第3話 告白の翌日、教室で

「おはようございます。  四谷君


 青山恋陽は礼儀正しい。

 挨拶をするとき、一人一人の名前を呼んでくれるのが彼女の人気の一因である。

 それが、今日は俺の名前だけ呼んでくれなかった。

 ああ、嫌われたんだ。

 俺はショックで涙が出てきそうになる。

 いや、プラス思考にいけば、彼女はまだ俺の存在を認めてくれている。だって挨拶はしてくれているのだから。


 ただ、名前を呼んでくれていないだけ。


 やっぱり、ショックである。

 何で告白なんてしてしまったのだろうと自分の席で頭を抱える。

 告白なんてしなければ、少なくとも今も青山恋陽はその可愛らしい唇で俺の名前を呼んでくれたはずなのに。

 どうして告白なんてしてしまったんだ。

 しかも、人妻に。


「……四谷君、あとで少し話せますか?」


 俺が机につっぷしていると、いつの間にか青山恋陽は俺の前に立って、のぞき込んでいた。

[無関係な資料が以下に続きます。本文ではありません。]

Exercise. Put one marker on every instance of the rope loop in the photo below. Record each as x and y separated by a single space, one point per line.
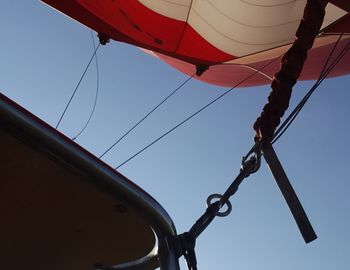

 少しだけボリューム小さく話しかけてくるその声はくすぐったくて心地が良い。


「あ、ああ?」


 俺は言葉が出てこないで、返事をする。

 青山恋陽を拒絶していると思われたくない思い出必死に首を縦に振るが、喜んでいると思われたくなく、また不意打ちに対応できずに口ではドライな返事をするというまったくちぐはぐな状態だ。


「じゃあ、放課後。図書室の前で」


 青山恋陽はそう言って、去って行った。

 去り際にちょっとだけ振り返って、人差し指で唇をそっと指さす。

『ひみつね』ってジェスチャーで指し示すその姿はやっぱり可愛かった。

 ……そして、人妻だと知ったせいだろうか。色っぽかった。


 その日は一日中、青山恋陽のことを考えていた。

 いや、以前からそうだっただろうと言われてしまっては反論しづらいのだけれど。

 でも、前とは違う。

 前は青山恋陽のことが好きで仕方がなかったけれど、今こうやってあらためて教室にいる青山恋陽を見て思う。


 青山恋陽は外の同級生と比べて大人の色気がある。


 それは学年一の巨乳とか、短いスカートとかとは異なる性質の色気。

 生徒手帳に書かれた通りの制服の野暮ったい着こなしなのにも関わらず、その姿は何故か大人の色気があるのだ。


 授業中に髪を耳にかける仕草とか、お昼に買ったジュースのストローを持つ指先とかそんな何気ない仕草がものすごく色っぽい。

 俺は気が付くと告白する前よりも彼女のことを考え続けていた。


 青山恋陽は人妻なのに。

 俺じゃない誰かの奥さんなのに。


 なのに、俺は告白する前と変わらず、いや告白するよりももっと強く青山恋陽のことを考え続けていた。